حَدَّثَنَا يَحْيَى بْنُ بُكَيْرٍ، حَدَّثَنَا اللَّيْثُ، عَنْ عُقَيْلٍ، عَنِ ابْنِ شِهَابٍ، أَنَّ مُحَمَّدَ بْنَ جُبَيْرِ بْنِ مُطْعِمٍ، قَالَ إِنَّ جُبَيْرَ بْنَ مُطْعِمٍ أَخْبَرَهُ أَنَّهُ، سَمِعَ النَّبِيَّ صلى الله عليه وسلم يَقُولُ ‏"‏ لاَ يَدْخُلُ الْجَنَّةَ قَاطِعٌ ‏"‏‏.‏
Terjemahan
Narasi Jubair bin Mut`im

Bahwa dia mendengar Nabi (ﷺ) berkata, “Orang yang memutuskan ikatan kekerabatan tidak akan masuk surga.”

Comment

Larangan Memutus Tali Silaturahmi

Narasi mendalam ini dari Sahih al-Bukhari 5984, yang ditemukan dalam Kitab Adab dan Tata Krama (Al-Adab), menetapkan konsekuensi spiritual yang serius dari memutus ikatan keluarga. Pernyataan Nabi memiliki bobot yang sangat besar dalam etika Islam.

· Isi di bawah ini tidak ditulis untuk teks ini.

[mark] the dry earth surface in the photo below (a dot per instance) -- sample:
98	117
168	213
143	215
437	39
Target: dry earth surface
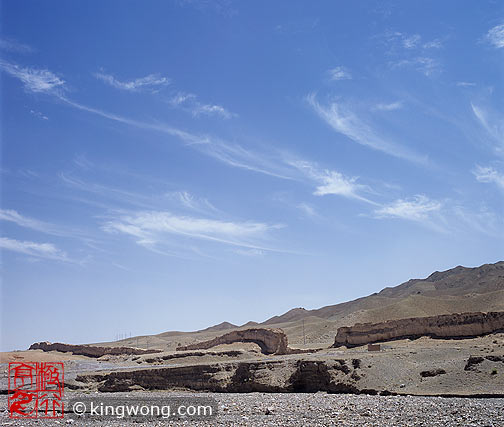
318	409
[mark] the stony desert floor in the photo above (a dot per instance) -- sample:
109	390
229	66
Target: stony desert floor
307	409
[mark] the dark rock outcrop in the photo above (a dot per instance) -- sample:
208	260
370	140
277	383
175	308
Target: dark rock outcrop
448	326
271	341
89	350
235	377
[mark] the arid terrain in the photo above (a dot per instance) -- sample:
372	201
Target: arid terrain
466	362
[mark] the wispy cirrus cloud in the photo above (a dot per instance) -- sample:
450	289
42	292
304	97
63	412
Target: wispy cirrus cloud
231	154
150	83
465	84
11	215
424	64
417	208
34	80
344	121
495	36
493	125
192	202
389	107
153	228
190	103
39	250
331	182
340	73
400	41
11	45
489	175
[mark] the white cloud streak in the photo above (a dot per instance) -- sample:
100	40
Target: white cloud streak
151	82
424	64
389	107
340	73
417	208
11	45
34	80
15	217
494	126
189	102
154	227
39	250
346	122
489	175
331	182
495	36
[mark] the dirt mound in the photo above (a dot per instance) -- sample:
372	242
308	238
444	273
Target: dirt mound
271	341
88	350
465	325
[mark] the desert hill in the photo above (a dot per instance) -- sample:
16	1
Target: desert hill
457	290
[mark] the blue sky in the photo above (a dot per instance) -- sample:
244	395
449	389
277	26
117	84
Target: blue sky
171	165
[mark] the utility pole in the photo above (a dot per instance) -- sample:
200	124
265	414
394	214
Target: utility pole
304	336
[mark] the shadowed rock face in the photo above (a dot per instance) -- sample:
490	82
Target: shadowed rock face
451	326
88	350
271	341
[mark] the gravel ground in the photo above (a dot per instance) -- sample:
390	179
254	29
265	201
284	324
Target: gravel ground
319	409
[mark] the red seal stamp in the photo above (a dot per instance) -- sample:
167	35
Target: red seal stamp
36	389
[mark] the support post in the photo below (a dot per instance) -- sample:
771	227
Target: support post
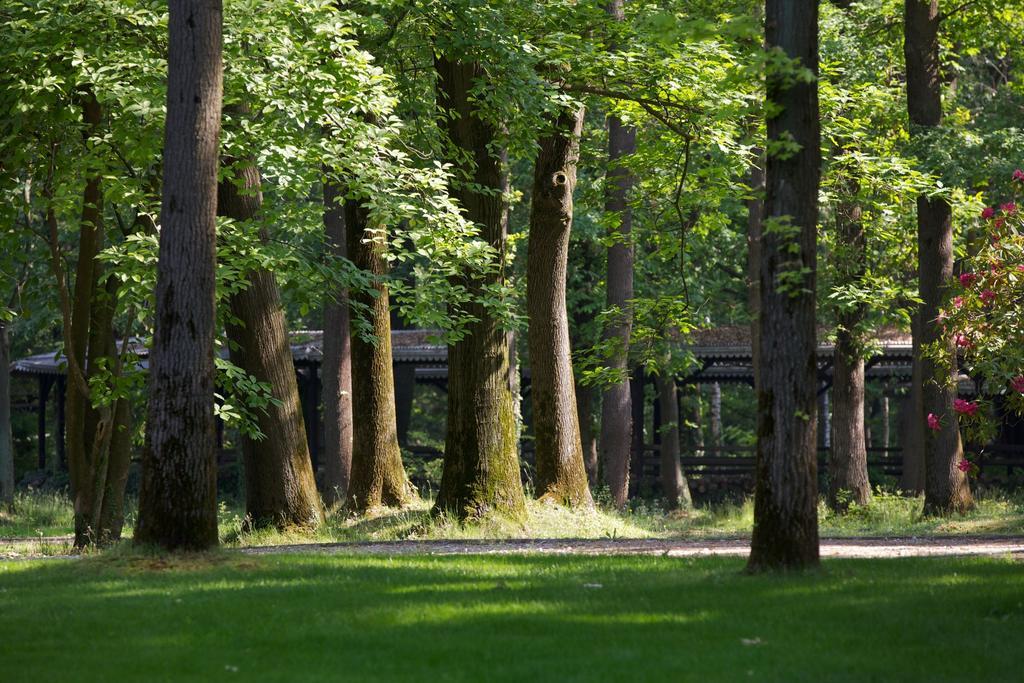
45	382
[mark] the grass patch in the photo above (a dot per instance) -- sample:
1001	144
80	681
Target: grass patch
38	514
497	619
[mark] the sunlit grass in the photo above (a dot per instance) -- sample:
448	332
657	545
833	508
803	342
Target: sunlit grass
42	515
217	615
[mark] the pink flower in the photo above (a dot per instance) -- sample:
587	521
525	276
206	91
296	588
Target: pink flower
968	408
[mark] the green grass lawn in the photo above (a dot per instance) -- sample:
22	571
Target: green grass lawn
225	616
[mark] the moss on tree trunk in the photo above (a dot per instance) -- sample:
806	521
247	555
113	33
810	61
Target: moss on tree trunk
560	473
481	465
178	498
785	523
378	477
336	371
281	488
946	488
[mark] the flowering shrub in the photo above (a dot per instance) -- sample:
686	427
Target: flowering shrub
984	314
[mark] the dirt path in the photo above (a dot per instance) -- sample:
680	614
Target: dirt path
860	547
866	548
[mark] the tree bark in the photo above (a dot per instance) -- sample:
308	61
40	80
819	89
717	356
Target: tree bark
6	444
336	370
378	477
561	475
178	496
674	484
281	488
481	466
755	228
785	524
616	403
946	487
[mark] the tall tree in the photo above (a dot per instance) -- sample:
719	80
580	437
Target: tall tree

Komentar Ilmiah tentang Keseriusan

Ulama klasik menjelaskan bahwa "memutus ikatan kekerabatan" (qatī'at ar-rahm) merujuk pada sengaja memutus hubungan dengan kerabat darah, menolak memenuhi hak-hak mereka, atau menahan kebaikan dan dukungan finansial ketika mampu.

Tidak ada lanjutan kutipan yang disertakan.